Monday, June 02, 2008

Warning: Geeky/nerdy stuff. Do not blame me if you feel drowsy/angry/irritated.

I felt the need to express my opinions about the mystery of the circle and its soul, pi.
The problem with school textbooks is that it always lacks the charm and storytelling required to handle a beautiful subject like mathematics and geometry. I think that its no less than poetry when it comes to, what they call, inner beauty.
The most interesting and probably the earliest influence geometry has on mankind is the circle. It might have started from the life-giving sun or the savior moon, was adopted into dance forms and drawings. I don't know how long did it take for our ancestor to embody the sun and the moon into wood and stone and finally, "invent the wheel". I am sure that it must have been a triumphant moment for that man/woman. Since then, it surely was a long journey as the wheel was refined and then slowly adopted into almost all forms of mechanical motion available to us today. Sure made the lazy men happy.. huh?
While the brutes were whipping the beasts of burden to pull cart loads of merchandise and wage war on their golden chariots; another group of cynical and lonely people were trying to understand this rather ubiquitous shape and were perplexed by its simplicity.
A circle is essentially a line which thoroughly loves a point and keeps trying endlessly to keep facing it but can never meet it. Bound by this constant desire to unite with the point, this line is rendered as an endless loop; a ring.
Probably the first circle was drawn by the same method it is drawn today. All one needs is two small sticks, a string and mother earth. Tie the string to both the sticks. Keep one standing stable on the ground and keep moving the other one such that the string is always tense and stretched outwards. The holy mark thus made is a circle.
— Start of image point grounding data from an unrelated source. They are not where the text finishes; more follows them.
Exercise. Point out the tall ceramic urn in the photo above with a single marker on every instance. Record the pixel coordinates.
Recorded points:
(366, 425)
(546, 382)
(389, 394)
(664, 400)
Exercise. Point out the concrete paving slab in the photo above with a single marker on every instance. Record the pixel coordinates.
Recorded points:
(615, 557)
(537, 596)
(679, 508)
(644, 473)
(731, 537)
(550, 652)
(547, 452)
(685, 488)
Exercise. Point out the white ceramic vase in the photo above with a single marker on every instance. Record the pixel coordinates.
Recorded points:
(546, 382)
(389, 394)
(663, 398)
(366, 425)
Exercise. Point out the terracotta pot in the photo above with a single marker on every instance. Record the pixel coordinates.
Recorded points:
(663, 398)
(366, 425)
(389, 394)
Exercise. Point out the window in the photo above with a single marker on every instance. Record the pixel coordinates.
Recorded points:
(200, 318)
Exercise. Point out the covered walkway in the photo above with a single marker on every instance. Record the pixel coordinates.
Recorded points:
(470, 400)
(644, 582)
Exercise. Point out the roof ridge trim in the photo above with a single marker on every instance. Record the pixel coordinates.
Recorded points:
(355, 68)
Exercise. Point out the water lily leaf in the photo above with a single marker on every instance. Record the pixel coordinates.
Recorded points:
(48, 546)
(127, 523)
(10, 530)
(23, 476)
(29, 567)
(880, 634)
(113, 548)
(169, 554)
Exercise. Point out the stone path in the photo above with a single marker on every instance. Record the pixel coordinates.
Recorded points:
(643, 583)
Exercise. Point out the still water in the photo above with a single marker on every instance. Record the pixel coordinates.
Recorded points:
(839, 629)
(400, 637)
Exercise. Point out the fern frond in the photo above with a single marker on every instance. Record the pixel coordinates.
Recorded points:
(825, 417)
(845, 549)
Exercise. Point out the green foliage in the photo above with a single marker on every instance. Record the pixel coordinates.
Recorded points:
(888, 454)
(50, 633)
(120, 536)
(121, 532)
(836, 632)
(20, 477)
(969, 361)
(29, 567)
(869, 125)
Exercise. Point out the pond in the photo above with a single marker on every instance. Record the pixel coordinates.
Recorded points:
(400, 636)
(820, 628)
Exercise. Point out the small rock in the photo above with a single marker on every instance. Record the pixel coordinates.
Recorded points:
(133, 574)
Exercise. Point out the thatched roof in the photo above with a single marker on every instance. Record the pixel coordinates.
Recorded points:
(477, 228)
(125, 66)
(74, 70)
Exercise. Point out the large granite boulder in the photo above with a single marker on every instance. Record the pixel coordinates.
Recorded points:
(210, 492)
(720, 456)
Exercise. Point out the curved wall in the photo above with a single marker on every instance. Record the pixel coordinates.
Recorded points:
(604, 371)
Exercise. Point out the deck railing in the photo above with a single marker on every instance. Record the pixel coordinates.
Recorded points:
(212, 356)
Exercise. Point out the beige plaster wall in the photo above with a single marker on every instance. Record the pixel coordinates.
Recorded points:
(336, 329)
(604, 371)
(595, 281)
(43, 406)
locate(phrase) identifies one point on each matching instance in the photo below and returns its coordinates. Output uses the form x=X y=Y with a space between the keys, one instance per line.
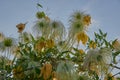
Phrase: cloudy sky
x=105 y=14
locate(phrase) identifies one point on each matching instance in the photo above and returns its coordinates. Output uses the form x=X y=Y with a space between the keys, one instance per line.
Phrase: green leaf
x=39 y=5
x=37 y=70
x=100 y=31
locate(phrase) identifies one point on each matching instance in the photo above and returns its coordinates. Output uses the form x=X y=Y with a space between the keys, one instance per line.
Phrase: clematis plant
x=53 y=52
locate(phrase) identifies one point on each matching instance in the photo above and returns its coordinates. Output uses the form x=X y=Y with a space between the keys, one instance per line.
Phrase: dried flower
x=21 y=27
x=50 y=43
x=109 y=77
x=116 y=44
x=98 y=60
x=66 y=71
x=86 y=20
x=18 y=72
x=40 y=15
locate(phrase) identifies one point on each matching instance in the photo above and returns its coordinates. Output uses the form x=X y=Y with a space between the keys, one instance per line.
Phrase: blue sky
x=105 y=14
The only mark the blind stick leaves on the ground is a point, the center.
Well, whats so great about this?
This seemingly simple creation started gaining more attention when the twins; Mathematics and Geometry could not reconcile with each other on its measurement. Certain old people with longish white beards and robes found that there was a fixed proportion to the perimeter of the circle and its width; the diameter. They found it to be about thrice the diameter. As soon as some of them tried to find the exact value, they reached the mouth of a bottomless abyss.
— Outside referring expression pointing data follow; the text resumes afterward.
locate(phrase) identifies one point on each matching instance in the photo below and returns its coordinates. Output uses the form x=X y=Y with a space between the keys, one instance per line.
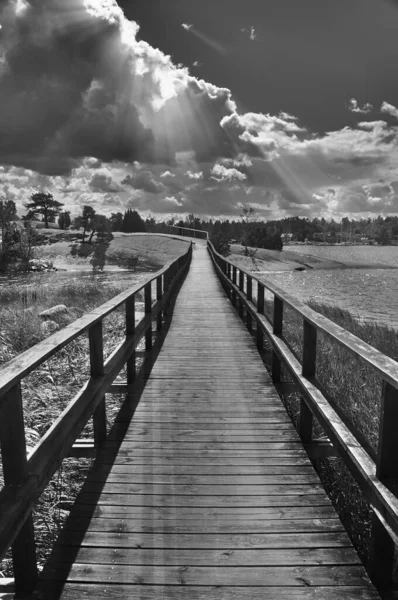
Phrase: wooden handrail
x=26 y=477
x=203 y=234
x=377 y=478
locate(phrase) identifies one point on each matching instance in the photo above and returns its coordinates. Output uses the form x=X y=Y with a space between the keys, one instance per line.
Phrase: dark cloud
x=76 y=81
x=101 y=182
x=143 y=180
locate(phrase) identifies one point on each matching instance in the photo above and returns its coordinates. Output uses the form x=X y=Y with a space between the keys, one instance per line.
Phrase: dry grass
x=354 y=390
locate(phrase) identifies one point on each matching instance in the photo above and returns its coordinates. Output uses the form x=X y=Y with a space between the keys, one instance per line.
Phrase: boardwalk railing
x=25 y=478
x=377 y=477
x=188 y=232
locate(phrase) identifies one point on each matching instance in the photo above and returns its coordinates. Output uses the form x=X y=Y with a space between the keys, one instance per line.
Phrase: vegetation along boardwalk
x=209 y=494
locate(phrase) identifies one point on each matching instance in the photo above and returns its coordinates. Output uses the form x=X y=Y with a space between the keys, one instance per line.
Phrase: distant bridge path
x=205 y=492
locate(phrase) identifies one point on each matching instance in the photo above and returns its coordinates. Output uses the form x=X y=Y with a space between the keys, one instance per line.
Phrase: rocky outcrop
x=39 y=265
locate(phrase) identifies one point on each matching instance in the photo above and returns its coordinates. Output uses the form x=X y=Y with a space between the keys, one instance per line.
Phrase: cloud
x=173 y=201
x=354 y=107
x=102 y=182
x=389 y=109
x=197 y=175
x=221 y=173
x=251 y=32
x=76 y=81
x=143 y=180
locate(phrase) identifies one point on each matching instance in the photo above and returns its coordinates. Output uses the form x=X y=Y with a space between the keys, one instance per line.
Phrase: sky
x=173 y=107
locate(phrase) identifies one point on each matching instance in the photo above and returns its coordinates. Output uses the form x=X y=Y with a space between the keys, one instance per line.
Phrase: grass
x=354 y=390
x=49 y=388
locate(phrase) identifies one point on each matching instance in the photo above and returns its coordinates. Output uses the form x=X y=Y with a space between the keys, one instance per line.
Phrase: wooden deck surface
x=209 y=495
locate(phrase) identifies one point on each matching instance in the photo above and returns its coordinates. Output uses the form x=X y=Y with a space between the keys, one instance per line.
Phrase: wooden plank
x=178 y=500
x=199 y=527
x=209 y=557
x=209 y=489
x=303 y=576
x=185 y=541
x=234 y=479
x=226 y=514
x=105 y=591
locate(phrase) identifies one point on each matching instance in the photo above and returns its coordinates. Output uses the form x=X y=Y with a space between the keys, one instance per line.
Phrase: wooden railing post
x=382 y=554
x=130 y=329
x=241 y=287
x=97 y=370
x=148 y=310
x=260 y=310
x=260 y=298
x=387 y=454
x=159 y=294
x=308 y=370
x=277 y=329
x=15 y=471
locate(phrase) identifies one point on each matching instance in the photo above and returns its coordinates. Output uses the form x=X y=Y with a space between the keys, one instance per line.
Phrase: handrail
x=377 y=478
x=204 y=234
x=26 y=477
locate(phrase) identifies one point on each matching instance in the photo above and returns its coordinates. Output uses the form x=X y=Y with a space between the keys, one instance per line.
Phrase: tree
x=248 y=218
x=116 y=220
x=42 y=203
x=64 y=220
x=85 y=220
x=101 y=225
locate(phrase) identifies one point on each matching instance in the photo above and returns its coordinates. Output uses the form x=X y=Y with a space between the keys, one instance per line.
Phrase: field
x=50 y=387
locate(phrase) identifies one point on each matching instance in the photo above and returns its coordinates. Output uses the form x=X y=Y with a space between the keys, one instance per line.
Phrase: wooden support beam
x=148 y=310
x=83 y=448
x=387 y=454
x=320 y=449
x=15 y=472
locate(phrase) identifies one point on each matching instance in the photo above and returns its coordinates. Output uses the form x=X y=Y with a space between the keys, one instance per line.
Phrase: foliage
x=42 y=203
x=64 y=220
x=17 y=246
x=116 y=220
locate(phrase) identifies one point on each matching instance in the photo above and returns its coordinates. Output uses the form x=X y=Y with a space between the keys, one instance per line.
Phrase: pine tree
x=42 y=203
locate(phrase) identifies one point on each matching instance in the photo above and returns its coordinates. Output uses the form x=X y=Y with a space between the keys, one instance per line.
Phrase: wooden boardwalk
x=209 y=495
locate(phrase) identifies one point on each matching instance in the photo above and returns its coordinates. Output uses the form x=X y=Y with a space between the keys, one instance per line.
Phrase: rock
x=60 y=311
x=49 y=327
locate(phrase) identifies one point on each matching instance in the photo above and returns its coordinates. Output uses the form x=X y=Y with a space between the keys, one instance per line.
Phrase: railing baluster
x=382 y=553
x=308 y=370
x=148 y=310
x=387 y=454
x=130 y=329
x=159 y=295
x=15 y=471
x=277 y=329
x=241 y=286
x=260 y=298
x=249 y=288
x=97 y=370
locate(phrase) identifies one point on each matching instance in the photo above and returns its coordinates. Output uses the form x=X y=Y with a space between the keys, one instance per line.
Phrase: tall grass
x=354 y=390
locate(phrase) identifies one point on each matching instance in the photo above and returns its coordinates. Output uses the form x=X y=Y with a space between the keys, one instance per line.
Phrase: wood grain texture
x=207 y=491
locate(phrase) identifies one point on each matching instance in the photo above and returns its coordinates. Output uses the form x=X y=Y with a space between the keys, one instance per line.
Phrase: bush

While advanced number systems, fractions and decimals were catching up and were finding their way into the modern world. Wise men tried to express this mysterious ratio, Pi, through fractions and decimals. But their efforts were in vain. They soon realized that this value is unachievable. It is difficult to digest the fact that though everyone can draw a circle, see a circle, construct a circle; but no one knows it truly.

There are many connecting stories and examples with the above mentioned Pi dilemma. I will write about it soon.